И снова Виктора Евгеньевича неприятно, вплоть до раздражения, кольнули печаль и безграничное терпение Филановского. Н-да, нервы у него крепкие, так просто он в руки не дастся, придется попотеть.
– Давайте предположим, Андрей Владимирович, – начал следователь, – что у вашей подруги все-таки был роман с вашим братом. Просто вы об этом не знали. А в тот роковой вечер узнали или догадались. Как бы вы реагировали?
Филановский пожал плечами.
– Никак, наверное.
Подумал немного и снова повторил:
– Никак. Порадовался бы за них – и все.
– Порадовались?! – Огнев ушам своим не поверил.
– Ну да. Люди любят друг друга, им хорошо вместе, что же в этом плохого? Тем более речь идет о людях, к которым я хорошо отношусь. Конечно, я был бы рад за них.

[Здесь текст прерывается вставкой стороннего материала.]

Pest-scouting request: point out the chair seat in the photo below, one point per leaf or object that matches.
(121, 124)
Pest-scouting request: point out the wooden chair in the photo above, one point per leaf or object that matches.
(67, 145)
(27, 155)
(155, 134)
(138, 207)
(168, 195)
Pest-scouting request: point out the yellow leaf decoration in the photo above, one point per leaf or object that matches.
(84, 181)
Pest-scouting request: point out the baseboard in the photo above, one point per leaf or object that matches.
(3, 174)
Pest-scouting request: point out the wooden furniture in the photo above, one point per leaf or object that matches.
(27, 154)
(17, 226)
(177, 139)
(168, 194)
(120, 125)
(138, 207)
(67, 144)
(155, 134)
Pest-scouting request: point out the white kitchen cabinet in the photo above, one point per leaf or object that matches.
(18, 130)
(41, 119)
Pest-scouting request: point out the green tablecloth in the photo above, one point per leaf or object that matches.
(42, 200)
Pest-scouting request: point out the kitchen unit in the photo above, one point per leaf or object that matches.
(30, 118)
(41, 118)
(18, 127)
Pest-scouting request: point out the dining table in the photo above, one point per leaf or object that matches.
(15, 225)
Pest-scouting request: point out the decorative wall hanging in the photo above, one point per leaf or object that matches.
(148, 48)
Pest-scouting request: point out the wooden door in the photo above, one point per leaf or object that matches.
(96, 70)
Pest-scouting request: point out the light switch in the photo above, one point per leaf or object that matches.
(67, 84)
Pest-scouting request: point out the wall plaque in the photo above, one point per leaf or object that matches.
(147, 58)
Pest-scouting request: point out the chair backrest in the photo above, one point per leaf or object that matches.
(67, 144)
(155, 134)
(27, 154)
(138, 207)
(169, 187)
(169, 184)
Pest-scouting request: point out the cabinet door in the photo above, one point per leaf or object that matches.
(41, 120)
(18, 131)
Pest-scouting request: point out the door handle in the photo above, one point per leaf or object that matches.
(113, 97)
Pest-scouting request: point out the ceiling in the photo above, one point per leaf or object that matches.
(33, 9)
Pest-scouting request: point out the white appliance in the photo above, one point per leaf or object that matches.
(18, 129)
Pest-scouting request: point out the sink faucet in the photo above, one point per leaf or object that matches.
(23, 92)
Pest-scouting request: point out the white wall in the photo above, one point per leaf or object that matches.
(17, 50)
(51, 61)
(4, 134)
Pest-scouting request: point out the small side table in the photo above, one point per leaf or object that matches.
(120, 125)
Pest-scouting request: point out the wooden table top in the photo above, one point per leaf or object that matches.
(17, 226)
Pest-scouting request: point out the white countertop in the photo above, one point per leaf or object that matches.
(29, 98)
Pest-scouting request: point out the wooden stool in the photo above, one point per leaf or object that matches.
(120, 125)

– А как же ревность? Вы что, не ревновали бы Екатерину к своему брату?
– Ревность? – Филановский усмехнулся. – Вы можете сформулировать свой вопрос как-нибудь иначе?
– Иначе? – озадаченно переспросил следователь. – Ну, попробую. Вот есть девушка, вы долгое время считали, что она ваша, и вдруг оказывается, что она вас обманывала и на самом деле она принадлежит другому. Разве это не обидно? Разве не вызывает сильных негативных эмоций? Эти эмоции и называются ревностью. Такая формулировка вас устроит?
– Вполне. Только в ней все неправильно. Катя никогда не была моей. Это заблуждение.
Ну, понятно. Сейчас он начнет отрицать сам мотив ревности и гнать порожняк насчет того, что его с потерпевшей ничего интимного не связывало, что он просто пустил ее пожить в своей квартире, потому что у нее образовалась сложная жизненная ситуация. Плавали, знаем.
– Вы хотите сказать, что она не была вашей сожительницей? У вас не было близких отношений? – прищурился Огнев.
– Близкие отношения были. Но моей Катерина не была. Она не принадлежала мне, она была сама по себе, взрослая самостоятельная личность с собственными мыслями, представлениями и желаниями. В определенный период ее жизни у нее было желание находиться рядом со мной, и я этому радовался, наступил другой период, у нее появились другие желания, например, быть рядом с моим братом. Она вольна в своих желаниях и в своем выборе. Почему я должен этому противиться? Почему это должно быть мне неприятно? Объясните мне.